Jean-Baptiste André ideazione, regia e interpretazione
Christophe Sechet musiche
Jacques Bertrand disegno luci
Jean-Baptiste André, Jacques Bertrand scene
Marion Costero creazione profumo interno
Céline Robert, Michel Cerda, Hervé Robbe collaborazioni artistiche
Francis Rault coordinamento tecnico e datore luci
Denis Bouvier capomacchinista e fonico coproduzione: association [W]; Centre National des Arts du Cirque - Châlons-en-Champagne, con il sostegno della Région Champagne Ardenne; Le Prato, Théâtre international de quartier – Lille, Circulons; Centre Chorégraphique National du Havre, accoglienza in sala; ACB - Scène Nationale de Bar-le-Duc; Centre Culturel Saint Exupéry – Reims . con il sostegno di: Fonds Régional d’Art Contemporain (F.R.A.C) Champagne Ardenne – Reims; Espace Périphérique de la Villette - Parigi; Centre d’Art et d’Essai – Mont Saint Aignan; Direction Régionale des Affaires Culturelles (DRAC) Champagne-Ardenne.

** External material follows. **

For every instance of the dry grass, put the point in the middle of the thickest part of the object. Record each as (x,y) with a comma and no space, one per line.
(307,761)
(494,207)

L’association [W] è sovvenzionata dalla città di Reims.
Primo spettacolo di Jean-Baptiste André, Intérieur Nuit è costruito sul tema della solitudine, della reclusione. Una scenografia essenziale riproduce uno spazio neutro, un interno o forse uno spazio mentale, abitato da un unico personaggio. Lo spettacolo è costruito sull’accostamento di immagini e suoni, e sulla sovrapposizione dei due piani dell’azione e del video. Il video, filmato e proiettato in diretta sulla scena, costituisce un elemento fondamentale del racconto. L’inversione dei piani orizzontale e verticale permette un gioco di distorsione delle percezioni, e crea un nuovo punto di vista. Il video è usato per giocare sulle distorsioni tra la realtà del palcoscenico e quella dell’immagine, per spostare la nozione di immanenza del reale e interrogare il nostro rapporto sensoriale allo spazio e al tempo. (Jean-Baptiste André).